Sometimes legacy recursive invocations pass options that makepp doesn't understand. Hopefully the option is not important, but it prevents makepp from running. With this environment variable you can ask makepp to silently ignore certain options. The value shall be a space separated list of options, which can come in 4 variants:

--long=x

A long option that expects an argument. This fact must be declared through the equals sign, though the actual use may also separated by whitespace, either --long=bla or --long bla.

--long

A long option without an argument.

-sx

A short option that expects an argument. This fact must be declared by adding something directly after the option, though the actual use may also separated by whitespace, either -sbla or -s bla.

-s

A short option without an argument.

E.g. override makepp's -R option by one without an argument and accept gmake's debug option with an argument:

export MAKEPP_IGNORE_OPTS='-R --debug=x'


Incompatibilities that require Makefile changes

Incompatibilities in order of expression expansion

$(MAKE) may include spaces

In an uninstalled makepp or if the platform doesn't seem to support starting a Perl script by magic number or with --traditional-recursive-make this variable will include at least one space. That is not a problem when using it as a command. But when passing it as an unquoted parameter to a script (as the Perl 5.14.0 build system does), it will tear it apart into separate parameters, leading to confusion. So as a parameter it is safer to quote it as '$(MAKE)'. which doesn't break backward compatibility.

Target-specific assignments don't propagate

Makepp's target-specific variables are slightly different from GNU make's in that they only apply to the rule for the one file mentioned, and not to any of its predecessors; see Target-specific assignments.

Parentheses or braces don't nest

Makepp ends expressions at the first matching parenthesis or brace. Instead of this

$(somefunction ... ( ) ...) # Gnu make style

you must use either of these

${somefunction ... ( ) ...} # Gnu make compatible
$((somefunction ... ( ) ...)) # Makepp extension

This will probably be fixed in version 2.1, maybe optionally.

Minor points

Pattern dependencies don't match phony targets
%.a: %.b; ...
$(phony x.b): ; ...         # does not provide a way to build x.a
Comments don't have continuation lines
# This is \
NOT a 2-line comment


Command line incompatibilities

Makepp supports a few of make's more useful command line options.

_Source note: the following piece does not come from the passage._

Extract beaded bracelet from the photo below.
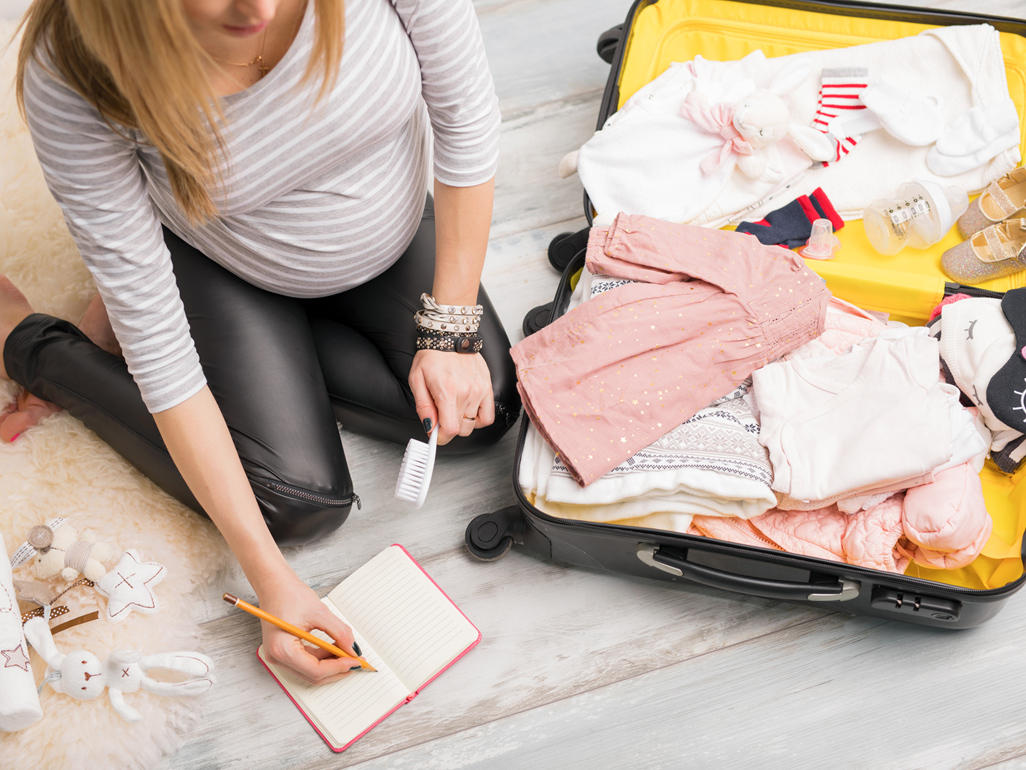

The following, however, are not supported:

-d or --debug
-f -

Makepp's internal makefile objects are linked to file objects, so it can't handle stdin.

-i
-l or --load-average or --max-load
-m

Makepp's -m option has to do with signature method selection, whereas GNU make ignores -m.

-p or --print-data-base
-q or --question
-R or --no-builtin-variables

Makepp's -R option actually does something completely different.

-S --no-keep-going or --stop

The --stop option stops (puts to sleep) makepp after learning all the rules, so you can continue editing.

-t or --touch
-w or --print-directory

This happens automatically.

--warn-undefined-variables

Some of these can be easily supported if anyone cares.